Light Detection and Carrier Transportation Mechanism in p-Type Si/n-Type Nanocrystalline FeSi2 Heterojunctions Produced via Radio-Frequency Magnetron Sputtering

Abstract

In the current research, p-type Si/n-type nanocrystalline FeSi2 heterojunctions were fabricated at room temperature with an argon pressure of 2.66×10−1 Pa by means of the utilization of a radiofrequency magnetron sputtering technique. These heterojunctions were studied for the carrier transportation mechanism and near-infrared (NIR) light detection at various temperatures ranging from 300 K down to 150 K. At 300 K, the fabricated heterojunctions displayed a typical rectifying action together with substantial leakage current. At 150 K, the leakage current was clearly reduced by greater than four orders of magnitude. The value of the ideality factor (n) at 300 K was computed to be 1.87 and this was nearly constant under temperatures ranging from 300 down to 260 K. This implies that a recombination process was predominant.

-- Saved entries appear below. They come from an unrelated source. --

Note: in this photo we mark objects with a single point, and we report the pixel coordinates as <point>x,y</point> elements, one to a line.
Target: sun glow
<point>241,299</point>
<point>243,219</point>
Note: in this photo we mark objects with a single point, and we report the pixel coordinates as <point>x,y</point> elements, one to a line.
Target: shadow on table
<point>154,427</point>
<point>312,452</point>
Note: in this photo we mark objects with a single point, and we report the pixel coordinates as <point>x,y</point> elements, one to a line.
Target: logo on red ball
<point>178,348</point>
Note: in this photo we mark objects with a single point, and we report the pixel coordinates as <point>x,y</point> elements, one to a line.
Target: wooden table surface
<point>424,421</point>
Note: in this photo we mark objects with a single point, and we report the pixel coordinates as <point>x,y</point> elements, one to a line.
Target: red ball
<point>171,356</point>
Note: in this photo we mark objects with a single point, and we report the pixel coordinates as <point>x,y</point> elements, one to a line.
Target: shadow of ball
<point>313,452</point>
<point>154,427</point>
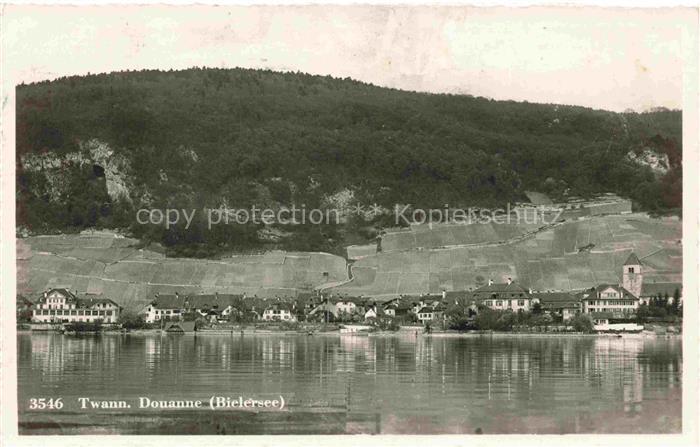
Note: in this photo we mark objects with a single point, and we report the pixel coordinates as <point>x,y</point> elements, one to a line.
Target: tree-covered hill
<point>238,137</point>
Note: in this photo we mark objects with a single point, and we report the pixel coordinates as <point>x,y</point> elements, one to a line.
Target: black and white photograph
<point>349,220</point>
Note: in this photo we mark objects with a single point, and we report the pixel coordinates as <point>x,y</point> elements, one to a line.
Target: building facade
<point>503,296</point>
<point>609,299</point>
<point>62,306</point>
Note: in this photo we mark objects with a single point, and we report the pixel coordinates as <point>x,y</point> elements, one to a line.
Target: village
<point>500,306</point>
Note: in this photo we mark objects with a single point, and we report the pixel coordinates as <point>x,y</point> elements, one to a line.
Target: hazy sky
<point>604,58</point>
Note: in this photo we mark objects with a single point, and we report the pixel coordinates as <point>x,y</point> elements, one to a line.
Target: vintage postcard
<point>349,220</point>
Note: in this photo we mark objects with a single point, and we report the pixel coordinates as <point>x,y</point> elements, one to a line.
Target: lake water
<point>399,384</point>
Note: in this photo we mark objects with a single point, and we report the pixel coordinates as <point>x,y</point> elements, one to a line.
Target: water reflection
<point>392,384</point>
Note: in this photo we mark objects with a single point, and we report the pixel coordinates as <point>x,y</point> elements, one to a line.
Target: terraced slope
<point>572,255</point>
<point>111,266</point>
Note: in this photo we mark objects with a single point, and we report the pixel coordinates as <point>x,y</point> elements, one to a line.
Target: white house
<point>609,299</point>
<point>173,307</point>
<point>503,296</point>
<point>279,312</point>
<point>429,313</point>
<point>62,306</point>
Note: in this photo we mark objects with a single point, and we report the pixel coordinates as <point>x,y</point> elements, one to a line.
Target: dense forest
<point>237,137</point>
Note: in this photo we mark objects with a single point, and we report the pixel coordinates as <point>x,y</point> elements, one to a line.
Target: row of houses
<point>602,302</point>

At temperatures lower than 250 K, the value of n was found to be more than 2. These results demonstrated that the carrier transportation mechanism was governed by a tunnelling process. A weak response for the irradiation of NIR light was observed at 300 K. At 150 K, the ratio of the photocurrent to the dark current evidently increased by more than two orders of magnitude. The detectivity at 150 K was 4.84×1010 cm Hz1/2 W−1 at zero bias voltage, which was clearly improved as compared to that at 300 K.